И это было правдой. Амадея скучала по монастырской жизни и сестрам. По матери-настоятельнице. По Беате и Дафне. По прошлому. И все же она была рада, что очутилась здесь.
— Я тоже одинок, — печально проговорил Жан-Ив и, повернувшись к Амадее, заметил слезы на ее щеках.
— Бедняжка моя, — пробормотал он, останавливая машину. — Прости. Я не хотел тебя обидеть.
— Ничего… Все нормально, — заверила Амадея и неожиданно для себя разрыдалась. Жан-Ив нежно обнял ее, а она все продолжала всхлипывать и не могла остановиться. Почему-то особенно тяжело у нее на душе было из-за наступающего Рождества.
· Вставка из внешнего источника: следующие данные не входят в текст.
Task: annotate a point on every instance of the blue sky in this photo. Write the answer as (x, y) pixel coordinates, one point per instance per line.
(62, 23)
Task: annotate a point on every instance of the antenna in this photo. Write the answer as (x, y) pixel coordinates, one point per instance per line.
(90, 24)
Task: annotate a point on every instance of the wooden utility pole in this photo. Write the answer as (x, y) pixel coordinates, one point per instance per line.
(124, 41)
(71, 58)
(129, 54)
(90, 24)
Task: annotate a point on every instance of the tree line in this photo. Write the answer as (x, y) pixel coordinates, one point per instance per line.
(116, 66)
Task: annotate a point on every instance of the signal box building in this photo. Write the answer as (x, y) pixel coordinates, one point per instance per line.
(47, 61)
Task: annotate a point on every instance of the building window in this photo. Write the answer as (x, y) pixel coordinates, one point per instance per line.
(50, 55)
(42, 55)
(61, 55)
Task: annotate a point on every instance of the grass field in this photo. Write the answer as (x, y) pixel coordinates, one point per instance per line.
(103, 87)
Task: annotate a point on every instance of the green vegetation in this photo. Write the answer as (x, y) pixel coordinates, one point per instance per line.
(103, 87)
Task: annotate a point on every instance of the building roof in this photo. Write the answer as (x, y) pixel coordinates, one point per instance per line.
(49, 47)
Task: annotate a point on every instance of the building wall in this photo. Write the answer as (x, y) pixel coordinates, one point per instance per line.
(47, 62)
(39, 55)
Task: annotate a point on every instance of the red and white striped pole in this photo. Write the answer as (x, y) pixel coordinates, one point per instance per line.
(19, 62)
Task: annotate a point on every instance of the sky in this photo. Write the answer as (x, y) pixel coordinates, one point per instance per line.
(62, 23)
Возможно, потому, что Амадее вспомнилось прошлое Рождество, так страшно перевернувшее ее жизнь.
— Я так скучаю по ним… не могу поверить, что их больше нет… моя сестра была очень красива… и бедная мама хотела для нас счастья… она никогда не заботилась о себе… я постоянно думаю о том, что с ними случилось… знаю, что никогда больше их не увижу… о, Жан-Ив…
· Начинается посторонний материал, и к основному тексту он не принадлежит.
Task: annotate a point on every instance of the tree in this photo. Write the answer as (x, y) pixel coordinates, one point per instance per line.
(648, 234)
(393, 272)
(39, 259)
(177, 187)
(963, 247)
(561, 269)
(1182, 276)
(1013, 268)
Она долго плакала в его объятиях, и он молча гладил ее по плечу. Амадея впервые позволила себе расслабиться. Раньше она не разрешала себе думать о том, какие муки претерпели мать и сестра перед смертью. Слишком много кошмарных историй слышала она о Равенсбрюке. Немыслимо представить, что их больше никогда не будет, хотя в глубине души Амадея понимала, что это так.
— Знаю… знаю… я тоже об этом думаю. И тоскую по братьям. Мы все теряем людей, которых любим. Наверное, не осталось ни одной семьи, где не было бы погибших, — приговаривал Жан-Ив и, сам не зная, как это произошло, поцеловал Амадею. Она ответила поцелуем.
И вдруг исчезли все эти месяцы ожидания. Месяцы, когда он старался держаться в стороне и уважать ее обеты, ту жизнь, к которой она привыкла, монастырь, куда она собиралась уйти. Но он не хотел отпускать ее. Потому что мечтал провести с ней остаток дней своих. Иметь от нее детей. Заботиться о ней и семье. Они остались одни. Все, кого они любили, растворились в вечности. Они двое — словно уцелевшие после кораблекрушения. Спасшиеся в утлой лодчонке, которая несется по волнам штормового моря.